Miris memang, namun beginilah kenyataan yang banyak terjadi disekitar kita.  Salah satu contohnya adalah seorang wanita tulen yang berpenampilan dan bertingkah laku layaknya laki-laki. Masyarakat kita kebanyakan malah menganggap hal ini sebagai yang biasa atau yang tidak perlu dipersoalkan. Padahal, hal ini adalah masalah yang tidak sepele saja Dihadapan  Allah Ta’ala. Rasulullah SAW telah bersabda, “Allah melaknat laki-laki yang menyerupai wanita, begitu pula wanita yang menyerupai laki-laki.” (HR.Ahmad).

Dari Ibnu ‘Abbas, ia berkata, “Rasulullah shallallahu‘alaihi wa sallam melaknat laki-laki yang menyerupai wanita dan wanita yang menyerupai laki-laki.” (HR. Bukhari).

Dan tak hanya dalam perbuatan atau perkataan saja, dalam hal penampilan, wanita pun harus berlaku sebagai wanita, dan tidak diperbolehkan untuk menjadi seperti laki- laki. Dari Abu Hurairah, ia berkata, “Rasulullah shallallahu ‘alaihi wa sallam melaknat laki-laki yang memakai pakaian wanita, begitu pula wanita yang memakai pakaian laki-laki.” (HR.Ahmad).

Namun manakah yang menjadi gaya dan pakaian wanita, di sini tergantung pada masing-masing daerah. Karena ada yang menjadi gaya wanita di sebagian tempat, namun tidak menjadi masalah bahkan menjadi budaya berpakaian di tempat lainnya. Namun pada intinya adalah wanita tidak diperbolehkan untuk berpenampilan atau berpakaian seperti laki-laki.

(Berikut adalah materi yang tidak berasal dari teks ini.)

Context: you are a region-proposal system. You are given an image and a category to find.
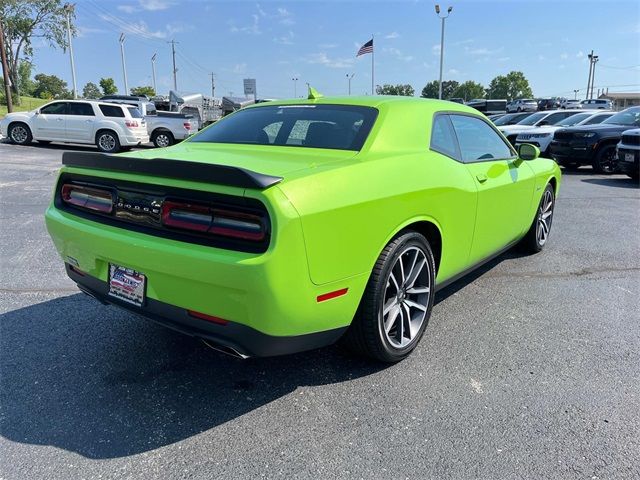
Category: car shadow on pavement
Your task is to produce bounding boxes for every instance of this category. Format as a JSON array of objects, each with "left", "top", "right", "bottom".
[
  {"left": 582, "top": 176, "right": 640, "bottom": 188},
  {"left": 0, "top": 294, "right": 386, "bottom": 459}
]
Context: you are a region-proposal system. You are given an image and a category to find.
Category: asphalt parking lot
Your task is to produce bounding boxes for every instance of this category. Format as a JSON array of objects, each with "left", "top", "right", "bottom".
[{"left": 0, "top": 139, "right": 640, "bottom": 479}]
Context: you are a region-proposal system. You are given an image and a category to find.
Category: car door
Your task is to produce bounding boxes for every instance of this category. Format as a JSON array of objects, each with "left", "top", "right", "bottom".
[
  {"left": 31, "top": 102, "right": 68, "bottom": 140},
  {"left": 66, "top": 102, "right": 96, "bottom": 143},
  {"left": 450, "top": 114, "right": 535, "bottom": 263}
]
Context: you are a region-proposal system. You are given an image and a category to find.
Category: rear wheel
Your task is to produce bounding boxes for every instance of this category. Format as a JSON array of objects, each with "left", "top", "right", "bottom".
[
  {"left": 521, "top": 184, "right": 556, "bottom": 253},
  {"left": 7, "top": 123, "right": 33, "bottom": 145},
  {"left": 593, "top": 145, "right": 618, "bottom": 174},
  {"left": 343, "top": 231, "right": 435, "bottom": 363}
]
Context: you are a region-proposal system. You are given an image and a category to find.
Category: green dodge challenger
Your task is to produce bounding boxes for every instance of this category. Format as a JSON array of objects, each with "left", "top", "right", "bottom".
[{"left": 46, "top": 96, "right": 560, "bottom": 362}]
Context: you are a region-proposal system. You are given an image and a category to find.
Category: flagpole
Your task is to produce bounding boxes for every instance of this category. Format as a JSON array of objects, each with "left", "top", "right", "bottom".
[{"left": 371, "top": 34, "right": 375, "bottom": 95}]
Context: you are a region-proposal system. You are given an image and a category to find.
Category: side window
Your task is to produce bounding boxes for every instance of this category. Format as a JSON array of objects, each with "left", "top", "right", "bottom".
[
  {"left": 430, "top": 115, "right": 459, "bottom": 160},
  {"left": 100, "top": 105, "right": 124, "bottom": 118},
  {"left": 69, "top": 102, "right": 95, "bottom": 117},
  {"left": 40, "top": 102, "right": 67, "bottom": 115},
  {"left": 451, "top": 115, "right": 514, "bottom": 163}
]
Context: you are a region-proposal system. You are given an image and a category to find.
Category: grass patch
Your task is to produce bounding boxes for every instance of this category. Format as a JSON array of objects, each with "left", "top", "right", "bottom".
[{"left": 0, "top": 97, "right": 51, "bottom": 118}]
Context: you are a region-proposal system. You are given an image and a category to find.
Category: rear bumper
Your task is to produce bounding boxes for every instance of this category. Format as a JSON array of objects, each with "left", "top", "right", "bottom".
[{"left": 65, "top": 264, "right": 347, "bottom": 357}]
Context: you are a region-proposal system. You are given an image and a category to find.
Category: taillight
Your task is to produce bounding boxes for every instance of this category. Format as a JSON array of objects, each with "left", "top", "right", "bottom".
[
  {"left": 162, "top": 201, "right": 266, "bottom": 242},
  {"left": 61, "top": 183, "right": 113, "bottom": 213}
]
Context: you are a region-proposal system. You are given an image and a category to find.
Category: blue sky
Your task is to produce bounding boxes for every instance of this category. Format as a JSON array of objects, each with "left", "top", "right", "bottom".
[{"left": 28, "top": 0, "right": 640, "bottom": 98}]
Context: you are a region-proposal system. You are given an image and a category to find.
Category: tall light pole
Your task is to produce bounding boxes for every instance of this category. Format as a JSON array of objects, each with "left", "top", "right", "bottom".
[
  {"left": 436, "top": 4, "right": 453, "bottom": 100},
  {"left": 64, "top": 3, "right": 78, "bottom": 100},
  {"left": 347, "top": 72, "right": 355, "bottom": 95},
  {"left": 119, "top": 33, "right": 129, "bottom": 95},
  {"left": 151, "top": 53, "right": 158, "bottom": 95}
]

Hijabers, Seorang muslimah sejati akan selalu mengutamakan Allah dan Rasulnya diatas apapun kepentingan dan keinginannya. Hal ini termasuk dalam perkataan maupun perbuatannya. Imannya akan menuntunnya untuk berpendapat, “untuk apa bisa bergaya dan dianggap gaul dihadapan manusia, namun ternyata “kurang” dihadapan Allah?”

Semua orang bahkan seluruh dunia ini boleh berpendapat, namun tetaplah hanya Allah dan aturannya yang berlaku. Karena Allah adalah pencipta satu-satunya semua ini, berikut kita para makhluknya. Dia pemilik kekuasaan mutlak segalanya. Kita serta aturan kita bukanlah apa-apa dan bukan siapa-siapa. Lalu mengapa masih menyelisihi aturan Allah yang dibuat justru untuk memulyakan kita?

Banggalah menjadi wanita yang seutuhnya. Bukan berarti kita akan terlihat lemah. Bahkan seorang wanita sebenarnya bisa lebih kuat dari pada laki-laki namun tanpa harus menjadi laki-laki. Allah dengan telah indah menciptakan kodrat masing-masing makhluknya. Hal ini tidak lain adalah untuk memulyakan kita, dan juga untuk menghindari kerusakan di dalam kehidupan kita. Inilah salah satu bukti betapa Maha penyayangnya Allah kepada kita.